In his statement, Cedillo apologized and said he should have intervened when racist comments were made.

“I want to start by apologizing,” he said. “Although I did not get into the conversation in question, I was sometimes present at this meeting last year,” he continued. “My instinct is to hold others accountable when they use derogatory or racially divisive language. I should have intervened clearly.”

Herrera’s statement, issued through the provincial labor organization, said there was no excuse for the comments and for his inaction. “I have not risen to stop them and I will have to bear the burden of that cross to move forward,” he said.

Lorena González of the politically pivotal California Labor Federation called the racist comments “abhorrent” and said, “Black and brown leaders must come together to fight for justice for our shared communities.”

She called on no one to resign.

In a statement, California Democratic Party chairman Rusty Hicks condemned the comments as “harmful to our collective work.” He also did not call for resignation.

The controversy appears to have shaken the political establishment in Los Angeles, which has been ruled by the people on the tape for years, at a time when the city’s worker-backed Democratic leaders face challenges from the right-wing. area of ​​homelessness and police.

Those issues are at the heart of the race to replace Mayor Eric Garcetti, who pits veteran Democrat, US Representative Karen Bass, against former Republican billionaire Rick Caruso.

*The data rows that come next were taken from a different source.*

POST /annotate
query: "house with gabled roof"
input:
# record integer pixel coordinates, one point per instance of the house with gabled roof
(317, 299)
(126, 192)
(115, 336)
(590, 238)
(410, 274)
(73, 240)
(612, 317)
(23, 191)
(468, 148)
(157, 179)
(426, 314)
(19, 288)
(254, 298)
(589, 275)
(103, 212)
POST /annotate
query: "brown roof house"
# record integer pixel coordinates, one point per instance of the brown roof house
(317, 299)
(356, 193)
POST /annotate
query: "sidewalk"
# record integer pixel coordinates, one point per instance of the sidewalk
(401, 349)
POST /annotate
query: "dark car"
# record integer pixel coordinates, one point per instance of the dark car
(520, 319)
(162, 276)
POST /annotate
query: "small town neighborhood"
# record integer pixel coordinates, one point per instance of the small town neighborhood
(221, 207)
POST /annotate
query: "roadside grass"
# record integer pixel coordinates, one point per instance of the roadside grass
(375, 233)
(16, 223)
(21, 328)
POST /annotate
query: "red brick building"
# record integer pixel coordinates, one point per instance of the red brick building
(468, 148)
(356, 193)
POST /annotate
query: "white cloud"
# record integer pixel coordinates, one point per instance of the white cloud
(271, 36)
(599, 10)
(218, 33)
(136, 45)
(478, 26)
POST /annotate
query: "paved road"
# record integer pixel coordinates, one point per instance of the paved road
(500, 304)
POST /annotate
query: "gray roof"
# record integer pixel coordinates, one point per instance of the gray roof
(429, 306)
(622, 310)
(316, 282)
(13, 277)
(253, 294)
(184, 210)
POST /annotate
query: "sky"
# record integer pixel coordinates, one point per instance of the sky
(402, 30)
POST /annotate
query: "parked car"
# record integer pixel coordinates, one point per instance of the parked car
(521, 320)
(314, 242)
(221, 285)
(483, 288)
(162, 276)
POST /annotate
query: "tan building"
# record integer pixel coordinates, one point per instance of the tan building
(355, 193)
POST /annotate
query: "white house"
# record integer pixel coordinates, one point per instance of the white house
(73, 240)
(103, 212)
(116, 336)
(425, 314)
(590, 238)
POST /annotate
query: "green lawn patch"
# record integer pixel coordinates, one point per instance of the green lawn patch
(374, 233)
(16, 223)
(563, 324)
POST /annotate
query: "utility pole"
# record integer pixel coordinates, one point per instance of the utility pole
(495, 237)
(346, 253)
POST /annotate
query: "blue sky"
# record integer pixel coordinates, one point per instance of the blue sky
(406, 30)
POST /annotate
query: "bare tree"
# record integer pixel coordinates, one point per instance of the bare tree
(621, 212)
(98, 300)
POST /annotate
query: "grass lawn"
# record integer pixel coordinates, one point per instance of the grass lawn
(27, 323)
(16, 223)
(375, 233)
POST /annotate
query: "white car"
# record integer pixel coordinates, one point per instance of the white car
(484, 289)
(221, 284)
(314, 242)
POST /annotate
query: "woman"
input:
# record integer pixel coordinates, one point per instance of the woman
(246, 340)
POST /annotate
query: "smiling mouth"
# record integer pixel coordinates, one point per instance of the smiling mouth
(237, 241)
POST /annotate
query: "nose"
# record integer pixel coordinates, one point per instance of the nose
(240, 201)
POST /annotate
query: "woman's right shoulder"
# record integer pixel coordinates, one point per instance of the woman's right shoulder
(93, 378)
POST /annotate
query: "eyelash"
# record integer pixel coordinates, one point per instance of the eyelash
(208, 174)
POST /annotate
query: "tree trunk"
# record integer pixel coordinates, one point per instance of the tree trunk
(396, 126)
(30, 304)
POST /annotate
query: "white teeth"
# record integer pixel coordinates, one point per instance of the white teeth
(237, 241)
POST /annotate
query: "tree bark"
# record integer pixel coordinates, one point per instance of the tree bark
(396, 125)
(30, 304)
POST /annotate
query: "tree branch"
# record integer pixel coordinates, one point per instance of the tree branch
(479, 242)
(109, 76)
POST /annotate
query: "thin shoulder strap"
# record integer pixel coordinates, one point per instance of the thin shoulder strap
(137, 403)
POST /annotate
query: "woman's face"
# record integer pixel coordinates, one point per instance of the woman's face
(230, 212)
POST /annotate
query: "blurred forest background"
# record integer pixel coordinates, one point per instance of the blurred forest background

Observers say the three black members of the council could come up with a consistent response to the controversy in the coming week if they band together and decide to call on one or more of the people to step down.

City hall veteran Jasmyne A. Cannick, who has also served as a spokesperson and political commentator, said, “Pressure will be put on Curren Price and Marqueece Harris-Dawson and Heather Hutt to resign.”

The three issued a joint statement on Sunday evening calling the city council’s support for Black Lives Matter “a facade.” The statement did not rule out calling for the resignation of leaders at the meeting.

“The actions of our colleagues should not be tolerated and a faint tongue has no place in City Hall,” the statement read. “Not today, not tomorrow, not ever.”

In a statement, Caruso noted another facet of the meeting: its non-public nature.

“This whole situation shows that City Hall is fundamentally broken and dysfunctional,” said Caruso, the developer of the Grove shopping center. “In a closed-door meeting, leaders at the highest levels of the city government used racist and hate speech as they discussed how to divide the city in order to maintain their own power.”

Alonso said the controversy could lead to a reckoning and new leadership, or it could discourage an already divided city.

Alonso, a well-known gang expert, said neighborhood leaders have long been desperate to bring peace between black and Latino people in the city. And now they have to ask, he said, “Are we wasting our time trying to get along?”